Ticktin, Harold, Midstream


My word processor has just told me that I am wrong about mavens. According to it, maven does not have to be italicized; it is an English word, but the others have not yet been admitted and are therefore redlined. My bet would have been on tchoktchkes because as long ago as 1990, I saw a headline in the Washington Post which read: Tchotchkes For Sale at Monticello (no explanation of the term). As we say in Anglicized Yiddish, go know.

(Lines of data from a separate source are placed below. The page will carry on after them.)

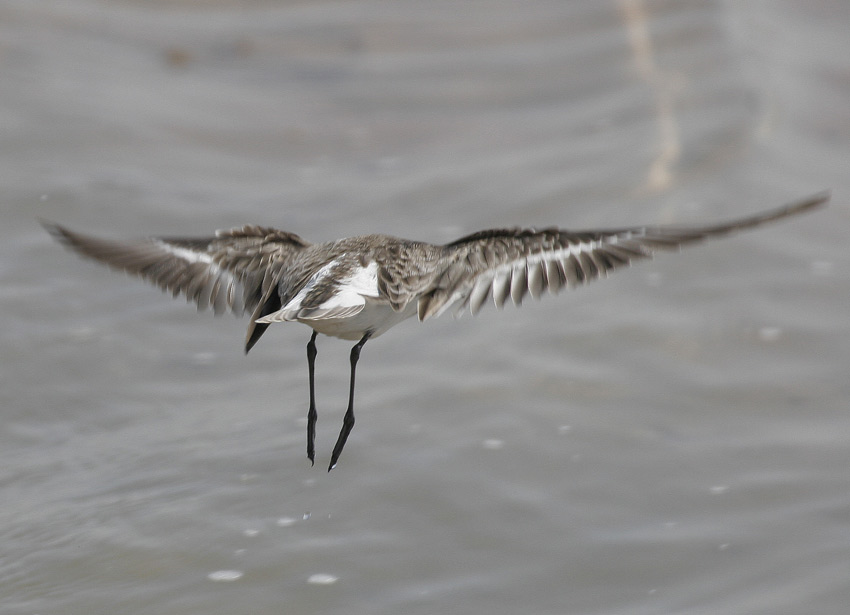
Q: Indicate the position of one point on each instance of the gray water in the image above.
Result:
(673, 440)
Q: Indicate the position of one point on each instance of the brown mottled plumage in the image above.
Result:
(359, 287)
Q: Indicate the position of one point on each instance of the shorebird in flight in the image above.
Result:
(358, 288)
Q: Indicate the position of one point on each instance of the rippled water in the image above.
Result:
(675, 439)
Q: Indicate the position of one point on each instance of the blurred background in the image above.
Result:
(675, 439)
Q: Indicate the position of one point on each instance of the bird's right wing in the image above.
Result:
(234, 271)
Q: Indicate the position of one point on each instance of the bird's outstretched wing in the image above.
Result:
(511, 263)
(236, 270)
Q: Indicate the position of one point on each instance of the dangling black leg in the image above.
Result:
(311, 412)
(348, 419)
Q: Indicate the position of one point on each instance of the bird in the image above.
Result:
(357, 288)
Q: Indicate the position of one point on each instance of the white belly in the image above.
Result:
(376, 317)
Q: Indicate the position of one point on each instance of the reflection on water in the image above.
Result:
(673, 439)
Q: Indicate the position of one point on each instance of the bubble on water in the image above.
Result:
(769, 334)
(822, 268)
(225, 575)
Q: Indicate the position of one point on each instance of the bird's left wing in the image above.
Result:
(512, 263)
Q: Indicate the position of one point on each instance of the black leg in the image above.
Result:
(311, 413)
(348, 419)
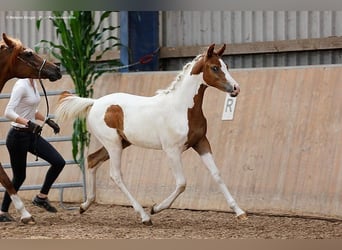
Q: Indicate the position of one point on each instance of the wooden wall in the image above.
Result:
(281, 154)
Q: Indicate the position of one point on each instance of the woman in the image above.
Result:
(23, 137)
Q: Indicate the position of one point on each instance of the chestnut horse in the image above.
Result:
(171, 121)
(20, 62)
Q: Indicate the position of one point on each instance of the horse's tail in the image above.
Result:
(71, 106)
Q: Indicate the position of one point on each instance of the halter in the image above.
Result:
(41, 84)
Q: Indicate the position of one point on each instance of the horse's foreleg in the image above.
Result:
(116, 175)
(177, 170)
(25, 216)
(203, 149)
(94, 160)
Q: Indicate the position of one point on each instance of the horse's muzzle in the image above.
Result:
(55, 75)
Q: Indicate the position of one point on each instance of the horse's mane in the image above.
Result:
(187, 67)
(17, 46)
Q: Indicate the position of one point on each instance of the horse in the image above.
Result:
(18, 61)
(172, 120)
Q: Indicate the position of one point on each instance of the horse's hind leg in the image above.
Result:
(177, 170)
(203, 149)
(116, 175)
(94, 160)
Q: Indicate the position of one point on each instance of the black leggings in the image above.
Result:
(19, 143)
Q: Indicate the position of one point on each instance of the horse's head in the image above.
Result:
(25, 63)
(215, 71)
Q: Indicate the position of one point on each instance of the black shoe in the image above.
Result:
(5, 217)
(44, 203)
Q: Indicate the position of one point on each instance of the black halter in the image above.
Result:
(41, 84)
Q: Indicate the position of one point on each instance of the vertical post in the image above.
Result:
(139, 34)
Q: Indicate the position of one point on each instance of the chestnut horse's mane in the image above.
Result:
(17, 46)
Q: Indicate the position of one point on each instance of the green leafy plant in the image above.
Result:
(79, 41)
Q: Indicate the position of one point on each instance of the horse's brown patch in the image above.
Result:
(197, 122)
(114, 118)
(63, 95)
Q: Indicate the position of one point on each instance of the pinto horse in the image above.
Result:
(172, 121)
(20, 62)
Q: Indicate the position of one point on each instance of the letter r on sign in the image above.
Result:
(229, 108)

If you haven't figured it out yet, this is all about the impact of Yiddish on English, and no matter what my word processor maven tells me, it is not only The Post that knows tchotchkes is English. So do the people at Christies and The New York Times, which once informed its readers that "Brando knew that celebrity tchotchkes (no italics or explanation) don't reveal much," when his turquoise jewelry, fringed coat and vest were put up for sale by that storied auction house.

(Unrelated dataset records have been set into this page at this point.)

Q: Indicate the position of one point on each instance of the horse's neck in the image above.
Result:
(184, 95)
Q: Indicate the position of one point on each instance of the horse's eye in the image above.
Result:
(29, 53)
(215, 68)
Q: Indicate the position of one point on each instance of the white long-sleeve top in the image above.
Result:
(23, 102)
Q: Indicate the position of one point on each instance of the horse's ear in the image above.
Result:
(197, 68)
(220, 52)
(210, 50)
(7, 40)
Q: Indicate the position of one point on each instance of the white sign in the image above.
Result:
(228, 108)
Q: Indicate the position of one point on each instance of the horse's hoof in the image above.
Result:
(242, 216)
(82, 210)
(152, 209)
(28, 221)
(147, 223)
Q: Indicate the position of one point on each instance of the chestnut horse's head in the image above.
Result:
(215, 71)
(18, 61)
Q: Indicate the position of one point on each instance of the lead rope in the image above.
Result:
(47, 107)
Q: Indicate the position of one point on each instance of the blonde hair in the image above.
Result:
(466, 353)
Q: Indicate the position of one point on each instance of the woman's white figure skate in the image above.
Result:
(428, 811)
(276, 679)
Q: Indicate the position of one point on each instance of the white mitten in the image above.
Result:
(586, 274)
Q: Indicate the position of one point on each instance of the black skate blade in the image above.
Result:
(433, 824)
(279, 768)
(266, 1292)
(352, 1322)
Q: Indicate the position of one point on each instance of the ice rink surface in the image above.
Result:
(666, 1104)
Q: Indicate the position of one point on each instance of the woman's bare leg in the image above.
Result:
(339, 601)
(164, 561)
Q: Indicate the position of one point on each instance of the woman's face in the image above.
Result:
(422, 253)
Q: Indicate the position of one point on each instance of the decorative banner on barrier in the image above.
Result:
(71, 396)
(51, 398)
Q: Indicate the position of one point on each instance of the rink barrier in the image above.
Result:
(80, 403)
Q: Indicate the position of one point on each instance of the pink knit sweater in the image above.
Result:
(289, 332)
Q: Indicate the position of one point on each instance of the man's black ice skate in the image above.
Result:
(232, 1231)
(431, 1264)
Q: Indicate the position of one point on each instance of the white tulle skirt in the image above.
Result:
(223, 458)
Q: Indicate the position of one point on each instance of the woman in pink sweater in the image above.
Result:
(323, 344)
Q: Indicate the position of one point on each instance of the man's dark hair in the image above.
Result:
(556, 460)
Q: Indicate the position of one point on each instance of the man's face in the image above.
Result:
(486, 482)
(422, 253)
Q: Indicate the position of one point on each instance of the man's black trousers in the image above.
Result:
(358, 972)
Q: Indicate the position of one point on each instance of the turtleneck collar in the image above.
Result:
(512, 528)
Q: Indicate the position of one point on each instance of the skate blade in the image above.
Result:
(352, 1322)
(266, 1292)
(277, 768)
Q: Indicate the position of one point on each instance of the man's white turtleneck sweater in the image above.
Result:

Lest one believes that the word is too esoteric for Anglo ears, please apprise two Ohio items, not a place known for Yiddishisms: the first, a column in the Cleveland Plain Dealer, during a coin investment scandal, which characterized the coins, bunnie babies and baseball cards which the Bureau of Workers Comp invested in as "memorabilia," collectibles ... and (you guessed it) tchotchkes, spelled correctly, with no additional explanation. In the second, from the boardrooms of industry no less, there appeared in Crain's Cleveland Business a bold headline: QUALITY SERVICE WINS CUSTOMERS IN COMPETITIVE TCHOTCHKE MARKET. Here there was a bit of guidance for the perplexed defining the word as "ad speciality" meaning throwaways to business customers, like boomerangs and umbrellas with company legends. Not too bad a description if one imagines a balaboste (Jewish female storekeeper) throwing in a couple of colored buttons with a swath of dry goods.

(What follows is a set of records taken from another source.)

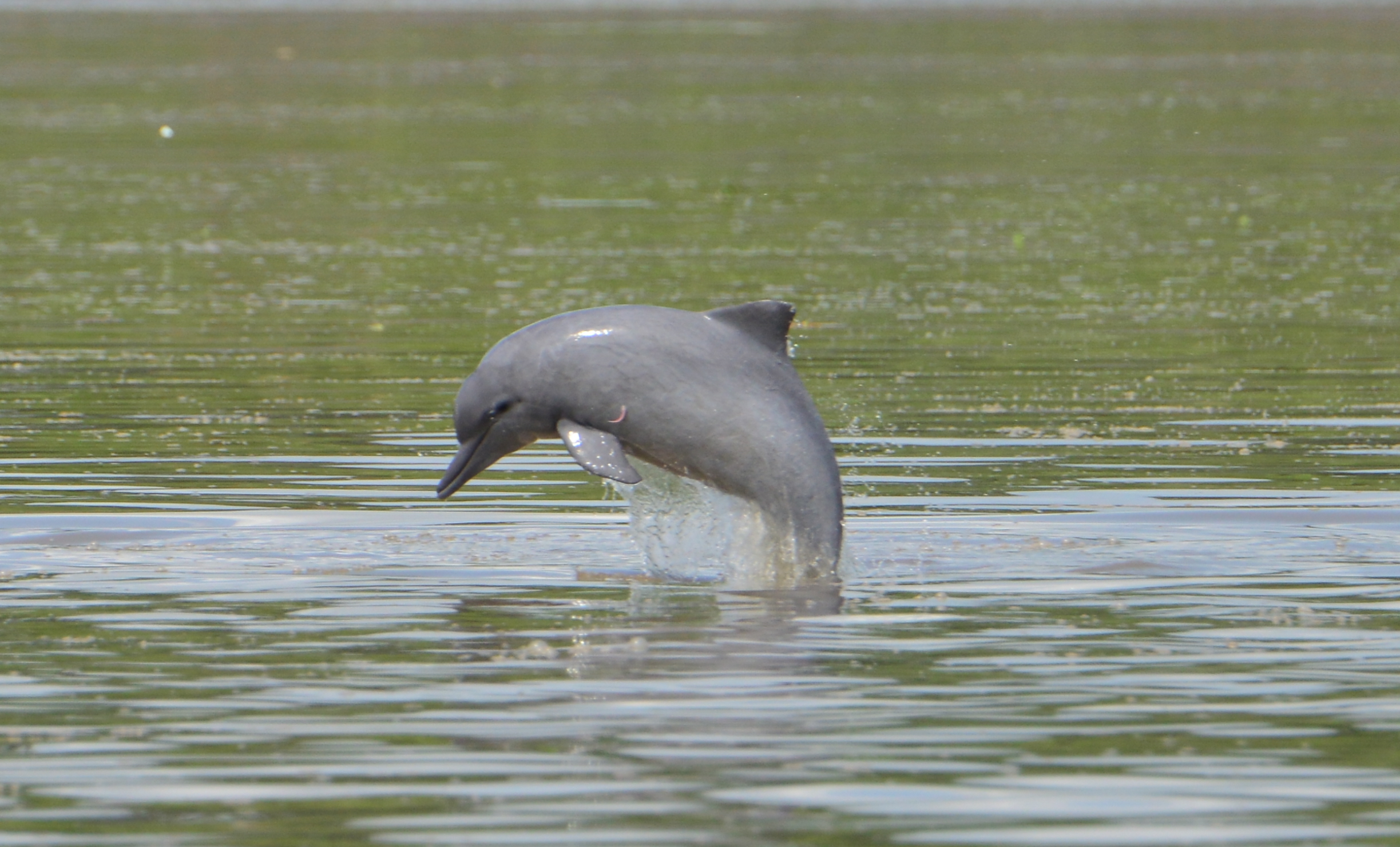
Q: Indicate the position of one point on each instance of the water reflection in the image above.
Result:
(1126, 665)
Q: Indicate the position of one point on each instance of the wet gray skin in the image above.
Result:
(706, 395)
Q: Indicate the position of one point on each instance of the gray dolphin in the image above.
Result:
(706, 395)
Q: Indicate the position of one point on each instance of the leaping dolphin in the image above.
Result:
(706, 395)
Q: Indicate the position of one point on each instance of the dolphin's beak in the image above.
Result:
(481, 452)
(457, 472)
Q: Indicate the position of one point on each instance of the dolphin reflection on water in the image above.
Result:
(710, 396)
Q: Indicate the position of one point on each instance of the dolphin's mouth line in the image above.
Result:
(457, 472)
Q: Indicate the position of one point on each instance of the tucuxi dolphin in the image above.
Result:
(710, 396)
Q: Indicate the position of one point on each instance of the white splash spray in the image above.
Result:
(689, 532)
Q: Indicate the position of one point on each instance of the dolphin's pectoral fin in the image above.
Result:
(598, 452)
(765, 321)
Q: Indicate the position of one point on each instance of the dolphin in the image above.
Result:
(706, 395)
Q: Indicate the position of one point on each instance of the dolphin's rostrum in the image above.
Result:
(706, 395)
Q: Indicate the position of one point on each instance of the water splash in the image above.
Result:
(691, 532)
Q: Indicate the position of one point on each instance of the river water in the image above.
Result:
(1098, 310)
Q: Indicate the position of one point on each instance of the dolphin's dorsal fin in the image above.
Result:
(765, 321)
(597, 451)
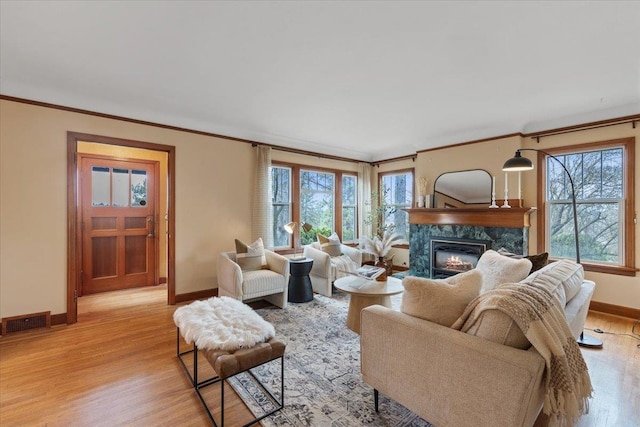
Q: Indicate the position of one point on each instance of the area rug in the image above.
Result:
(323, 384)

Of come, as one might expect from the paper with the largest Jewish population in America, The New York Times leads the pack in reverse assimilation. But keep in mind that The Times is also a national journal mad there does not appear to be any explanation for the Yiddish in the national edition. Many Yiddish words appear in the Arts Section of The Times as acceptable English. My favorite was a review of a play called The Audience, a musical in which a faux audience was the play. The headline read "Coughers, Kvetchers and Other Stars in the Seats." Other dillies include "The Muse Who Sold Shmattes" (about Ron Rifkin), "Shaking Things Up in Broadway's Shtetl" and a dance review which read "A Mishmash of 2 Forms.